The last big training push
During the weekend, I had some time to get the final bit of my training in. Since I setup the Illuminati not too long ago and had a couple of issues getting to grips with it and it was a real feeling of relief to feel everything come together. I’ve mainly been playing around with bushings (see last link) and also trying out ways to strengthen them.
I knew that it was possible to setup and get used to a board that is both good at pumping and pushing. From using it at the weekend, I think that I have came close to achieving that.
The weather around Lausanne has been pants for the last couple of weeks; muggy and showery. Not really very summery at all. All in all I did nearly 60km (37 miles) during the weekend at race pace for as much as possible. The most interesting run was on Saturday. I actually had a false start that day. I came out of the flat ready for a skate and after 10metres it started to rain. That was in the morning.
In the afternoon as I was waiting for the bus to take me down to the lake, I got my picture taken by a passing photographer:
Once at the lake, I’d done about 12km when again, it started to rain. Luckily, I decided to press on and the rain didn’t last – I did almost go home at one point because the rain kept threatening to come down.
Here is the route I took according to RunKeeper:
I’m happy with the speed. The route is certainly one of the more interesting ones to skate around on, but that does mean that you need to keep your wits about you. I had multiple near-misses with children on bikes, roller blade or just people randomly changing direction. There were also several crossings to deal with, although for the most part I managed to time them just right to get the ‘green man’. When you’re not dealing with all that, there is a lovely view of the lakeside. The surface really is top notch too.
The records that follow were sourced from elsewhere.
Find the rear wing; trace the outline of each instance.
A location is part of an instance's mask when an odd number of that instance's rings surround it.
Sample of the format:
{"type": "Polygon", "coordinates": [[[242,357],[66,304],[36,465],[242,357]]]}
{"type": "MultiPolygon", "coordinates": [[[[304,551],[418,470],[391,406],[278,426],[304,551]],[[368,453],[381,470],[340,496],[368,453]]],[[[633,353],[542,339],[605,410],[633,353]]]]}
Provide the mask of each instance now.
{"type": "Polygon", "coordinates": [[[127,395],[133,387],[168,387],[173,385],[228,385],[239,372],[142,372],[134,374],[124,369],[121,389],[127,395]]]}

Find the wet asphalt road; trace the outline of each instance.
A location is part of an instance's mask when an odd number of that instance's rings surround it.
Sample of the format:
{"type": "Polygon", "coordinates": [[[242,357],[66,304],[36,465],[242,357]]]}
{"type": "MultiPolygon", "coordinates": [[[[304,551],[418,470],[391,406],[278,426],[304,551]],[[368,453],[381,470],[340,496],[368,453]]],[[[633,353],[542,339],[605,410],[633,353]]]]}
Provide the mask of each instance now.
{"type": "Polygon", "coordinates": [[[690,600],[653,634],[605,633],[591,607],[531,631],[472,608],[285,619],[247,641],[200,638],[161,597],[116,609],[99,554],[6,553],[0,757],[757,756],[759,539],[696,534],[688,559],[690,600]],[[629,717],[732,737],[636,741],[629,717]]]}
Physically, afterwards I felt pretty good and made sure I did my stretches. That reminds me…
Tim Pritchard recommended that I read a copy of Chi Running by Danny Dreyer. There is some interesting stuff regarding technique. After reading it, I’ve tried to keep in mind the following when I skate:
– Strike the ground when pushing with the mid-foot, making as little noise as possible
– Stay as straight as possible, lean forwards more the faster you want to go
– Don’t reach too far forwards, concentrate your push to the back
– Focus on the point where you want to be going (as much as your board and the terrain allows you)
I would really recommend this book. There are some very waffle-y sections and some running information that isn’t very relevant to longboarding, but the philosophy, warming up/warming down, stretching, race preparation and training plans are all well worth the read.
T minus 5 days-ish
So now comes a nice part of the training: eating and resting as much as possible! I’m really looking forward to the weekend, as well as the race it’ll be a good chance to catch up with old friends (Matt Elver, Keith O’Leary, Tim Pritchard, Tom Parker, Nick Randall, Zoltan Nagy), and meet some new faces for the first time in person (Chris White, Gary Ewens of Smile Longboards, the UK Longboard Larry distributor, and who knows else!).
A sad fact though is that Alex Bangnoi will unfortunately not be able to make Goodwood this year- it won’ be the same without you drifting me around the track ;-). The French will be duly represented though by Matthieu Josse, a young gun who shot to 8th place in the Ultraskate rankings at the Paris Ultraskate. I think there are going to be a few surprises this year…let’s see!